Is a Merchant Cash Advance Right For Your Business?

It used to be that a merchant cash advance was only for businesses that did the majority of their sales with debit or credit cards. Now merchant cash advances are open to many different types of businesses. If you’re looking for quick cash to meet payroll or other expenses this type of financing may be one to consider. There are several important pros and cons, laid out below.

The Pros

While an MCA shouldn’t be your first choice for financing, if you find yourself in a fix, it can provide cash quickly and easily. The application process isn’t extensive and approval and funding can be completed within a week. 

There are two main ways that an MCA is structured. Your business is issued a loan which is repaid through a percentage of your future sales or by fixed daily or weekly repayments. Because it is based on your future income, there’s no collateral required for these loans. 

Finally, if you choose to repay through a percentage of future sales, your repayments will adjust as your business does, meaning you’re never on the hook for more than you can repay when your business is slow. 

The Cons

Those very attractive pros and balanced by some pretty heavy cons. A merchant cash advance has some of the same drawbacks as payday loans. The interest charged for the convenience can trap a business in a cycle requiring a new advance as soon as the old one is completed.

If you repay through credit card sales you are actually penalized for your success because you end up paying a higher APR. That’s because your repayment is fixed up front and there’s no benefit in repaying faster.

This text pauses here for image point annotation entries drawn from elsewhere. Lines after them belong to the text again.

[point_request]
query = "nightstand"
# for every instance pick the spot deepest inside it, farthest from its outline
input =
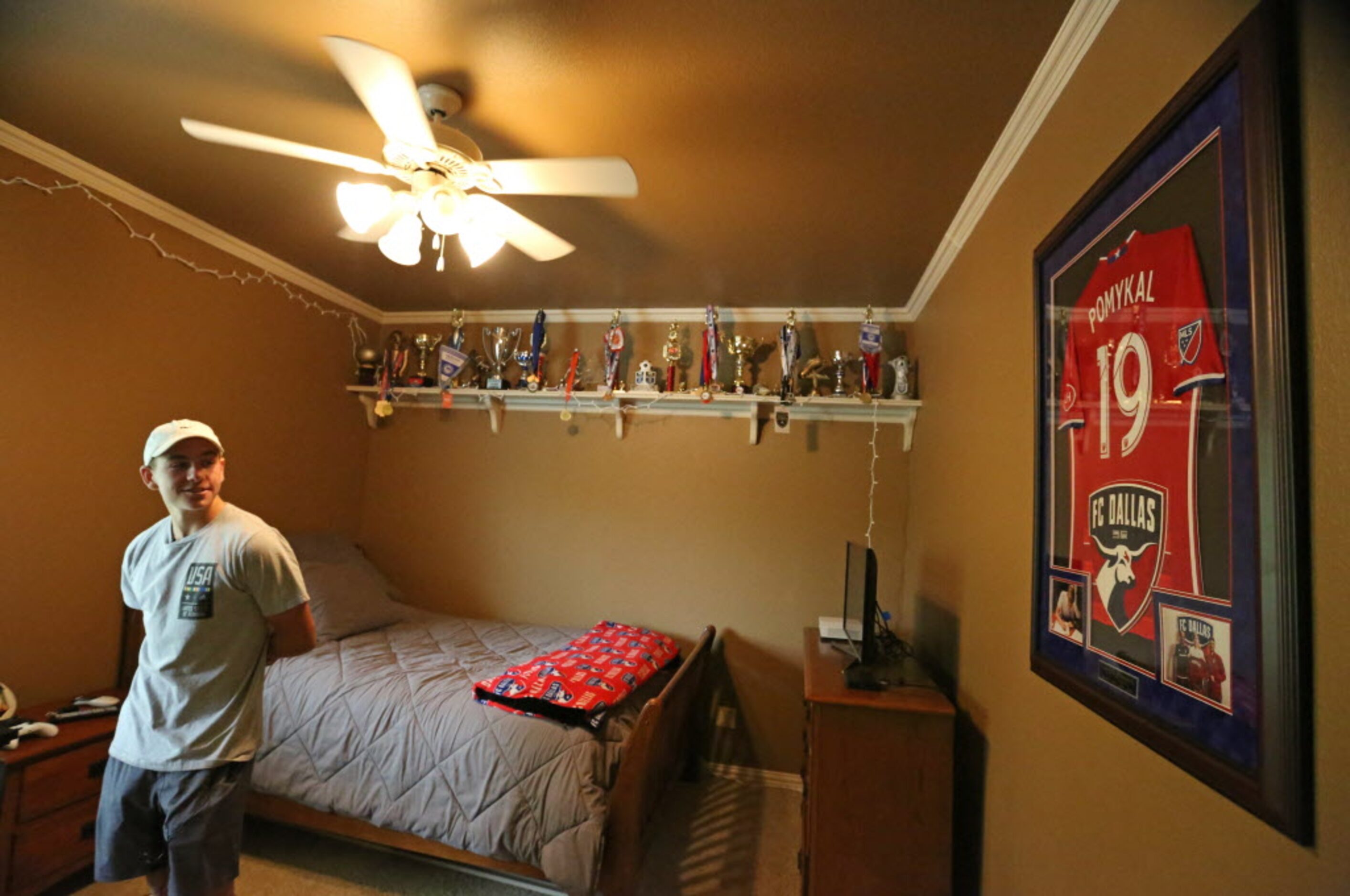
(876, 814)
(49, 797)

For example, if you borrow $100,000, you may have a repayment of $150,000, a factor of 1.5. If you pay off the loan through credit sales in six months, your APR was 100% but if you pay it off in a year, your APR drops to 50%.

If those interest rates seem extreme, they are completely within the norm of MCA lending which can have rates over 300%. The example above shows that you are still paying back the same amount of cash, so yo may wonder what difference it makes. The fact is that traditional loans, even business credit cards may be a better option if you are strapped for cash.

If you do decide to go with an MCA, it’s imperative that you find a trustworthy lender, set up the repayment option that best fits your business and read the fine print.